SITUATION -- I'm using a StrongTie LUS24Z, which is used to hang 2X4's from a main beam, and I'd like to attached these 2X4 hanger connectors on vertical 4X4 posts. This is for a temporary small structure with fabric walls and a very light roof, single story.

PROBLEM -- Here's my problem: Attaching the connector to the 4X4 post results in nails being driven in very close to the edge of the 4X4. So it is unsatisfactory as the nails may split the wood and/or not have much holding power.

SOLUTION -- It would be nice to move the connector from the center of the post to the side. This is possible as follows: Bend one of the side flanges 90 degrees so it is now flat! Now we have a "new connector", which can site nicely on one edge of the 4X4. And one flange has screws going straight in to the 4X4, no longer near the edge. With the other "hacked" flat flange, the screws are also more to the middle of the 4X4 -- although these screws are of course 90 degrees from the other screws.

QUESTION ON STRENGTH -- The load requirements of this temporary structure are very low -- much, much lower than the rating of the connector. The load is basically a 10 foot Spruce 2X4 between two posts, a light fabric wall and some diagonal strapping for stability (likely the strapping creates some load on the connector). From my shop class in school where we bent lots of sheet metal, it seems to me that flattening out one flange so the connector will fit the application, should not be a problem. Especially given the very low loading. I am not askng for a definitive answer, just what you think of bending as described and how much this might decrease the load capacity of the connector.

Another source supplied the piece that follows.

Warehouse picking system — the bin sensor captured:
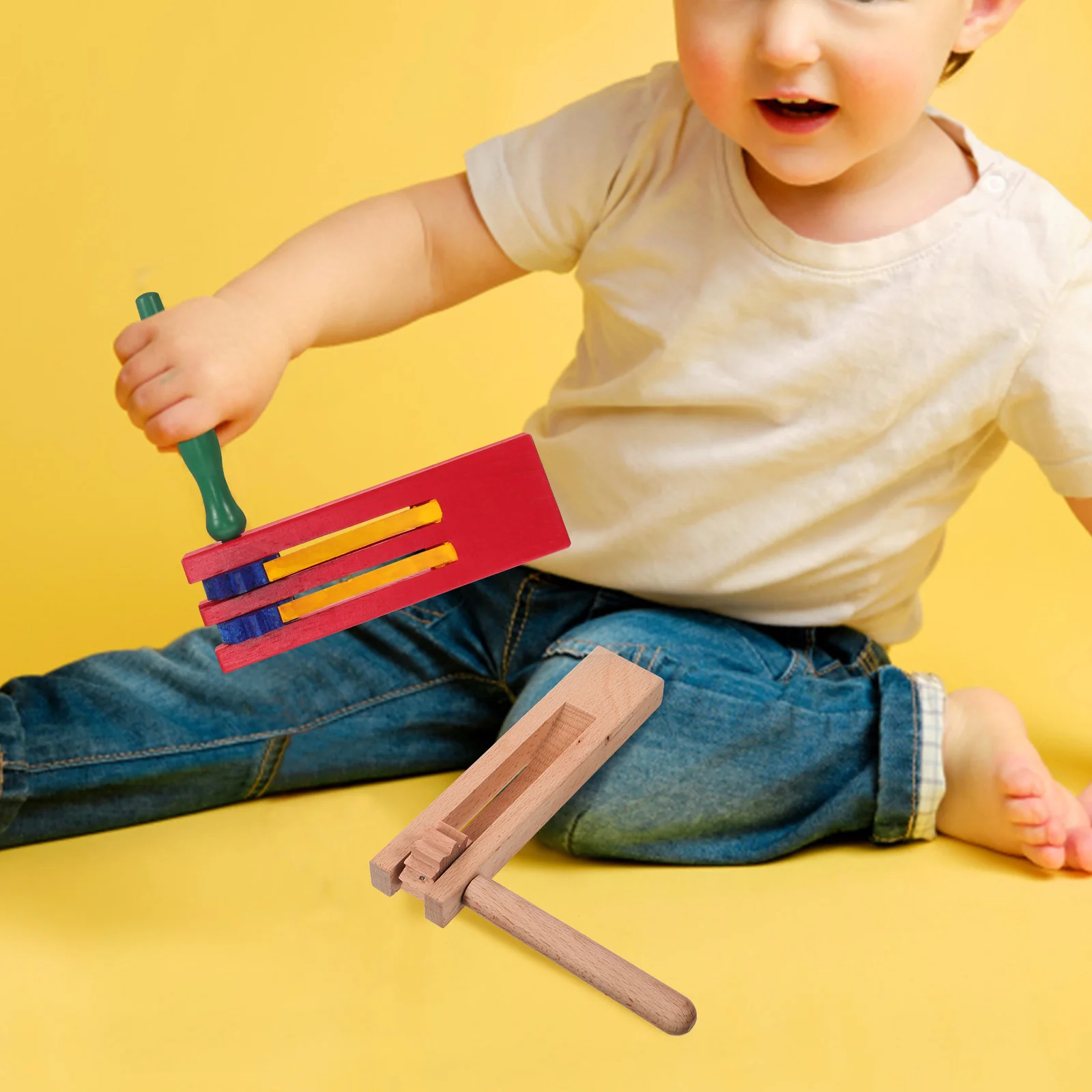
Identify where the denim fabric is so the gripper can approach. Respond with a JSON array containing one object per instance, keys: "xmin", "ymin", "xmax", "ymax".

THE EXPERIMENT -- Hammering the flange flat is easy enough, and the result seems quite strong. But perhaps there are micro cracks I can't see that could only be detected with X-Rays. The bend action was only a single time in one direction, so metal fatigue would not apply?

SUMMARY QUESTION -- Is it OK to bend a sheet metal wood construction connector to fit the application? This question is not about engineering -- please assume the resulting new connector is fine from an engineering perspective for loads and stress and strains etc. The question is about the ductility of the sheet metal and whether a one-time bend is acceptable in low load situations.

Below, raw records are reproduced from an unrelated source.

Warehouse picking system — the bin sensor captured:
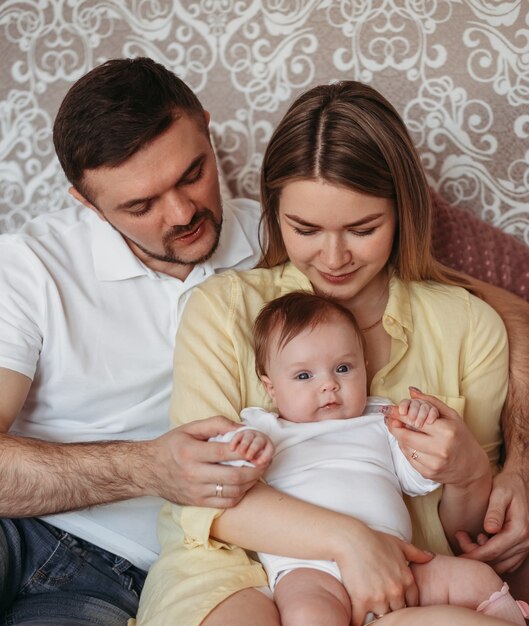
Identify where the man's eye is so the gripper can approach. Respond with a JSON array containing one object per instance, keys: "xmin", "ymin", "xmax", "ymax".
[
  {"xmin": 182, "ymin": 164, "xmax": 204, "ymax": 185},
  {"xmin": 129, "ymin": 202, "xmax": 151, "ymax": 217}
]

Thanks for any advice or insights!

Bud Cline 10-11-2011 10:34 PM

Someone with some engineering expertise will come along and tell us both why we are idiots but in the meantime I would say: "YES YOU CAN!" The load is basically one of "shear-forces" on the fasteners not necessarily on the hanger and under the circumstances I don't see a problem.

Okay "shields up" !!!

Gordo Burgess 10-12-2011 05:06 AM


Thanks! I appreciate your reply. I take it you don't think that bending the connector is going to substantially weaken it -- at least for the load, which is quite low. I didn't think so either.


Tizzer 10-12-2011 01:34 PM

Bending hangers always passed framing inspection here.

Wildie 10-12-2011 07:31 PM

I built a shed roof over my patio and the rafters were supported by a beam. I used Simpson hurricane clips to fasten the rafters to the beam.
The clips on the outside rafters would have projected out beyond the ene of the beam, so I CUT the clip in half.
The inspector had no concern about this mod. and the job was passed on the first inspection.

Daniel Holzman 10-12-2011 07:55 PM

You can get away with virtually anything on Simpsons because they are generally way beyond the required strength under normal loading conditions. This is because they can take a lot of nails, almost always in shear, and this makes for strong connections. In your case, you say the loads are low, so I would not worry at all. However, just to be clear, bending a Simpson certainly voids the warranty, and definitely weakens the metal, so should not be done in cases where you are planning to load the bracket close to its design strength, either from dead load, or from potentially unexpected live load (high wind, impact, flood water etc.).